Her job was to increase the visibility of city arts and cultural programs, and to serve as the liaison between the arts commission and Glendale’s stock of artists and venues.

In the process, she provided about 95% of the commission’s resources through project management and coordination, Lee said. The position is still vacant.

It is that hobbled progress that continues to frustrate one of the biggest cultural arts proponents on the City Council, Mayor John Drayman said.

While the Glendale Arts proposal would certainly help in unifying the arts movement, real progress in expanding cultural venues, such as a first-class museum or more gallery space, won’t happen until the city fully devotes its financial and organizational muscle behind the effort, he said.

Historically, the city has pointed to struggling nonprofits and playhouses to stoke Glendale’s arts image, but “that is not enough,” Drayman said.

Supporting the formation of an umbrella arts organization may be a step in the right direction, but “that is not a city arts program, and we need that,” he said.
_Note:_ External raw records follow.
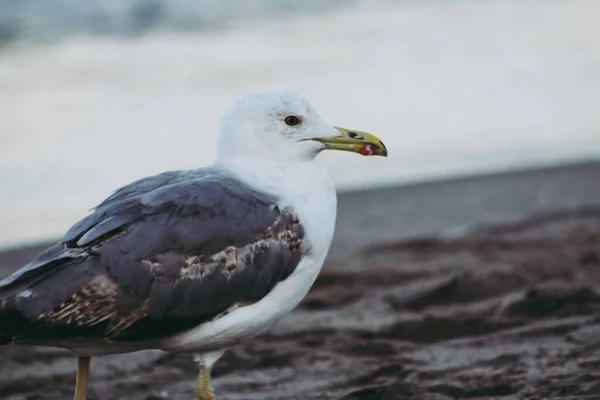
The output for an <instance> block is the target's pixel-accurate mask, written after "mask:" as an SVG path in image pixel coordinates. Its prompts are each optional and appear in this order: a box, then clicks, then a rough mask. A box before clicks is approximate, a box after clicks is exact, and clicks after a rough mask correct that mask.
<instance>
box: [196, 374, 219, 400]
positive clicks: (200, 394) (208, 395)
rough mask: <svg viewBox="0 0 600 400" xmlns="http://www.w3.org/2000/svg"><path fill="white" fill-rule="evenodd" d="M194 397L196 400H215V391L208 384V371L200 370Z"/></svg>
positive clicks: (208, 374) (209, 375)
mask: <svg viewBox="0 0 600 400" xmlns="http://www.w3.org/2000/svg"><path fill="white" fill-rule="evenodd" d="M196 397H197V398H198V400H215V391H214V389H213V387H212V385H211V384H210V370H209V369H207V368H200V373H199V374H198V381H197V382H196Z"/></svg>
An Arts & Economic Prosperity study, sponsored by Americans for the Arts, found that in 2005 the nonprofit arts and culture community in Glendale was a $12.7-million industry, generating 357 full-time jobs and $1.5 million in local and state tax revenue.

Without laying the groundwork for expansion of that industry, surrounding communities will capture the growth and leave Glendale behind, Drayman said.

And in that vein, the city and Alex Theatre, through Glendale Arts, are intrinsically tied, McComb said.

“At our core is collaboration,” he said. “We’re not looking to be on that island out there by ourselves.”

The Redevelopment Agency, in its dual role as the City Council, will consider the final proposal at 2:30 p.m. Tuesday in City Council Chambers, 613 E. Broadway.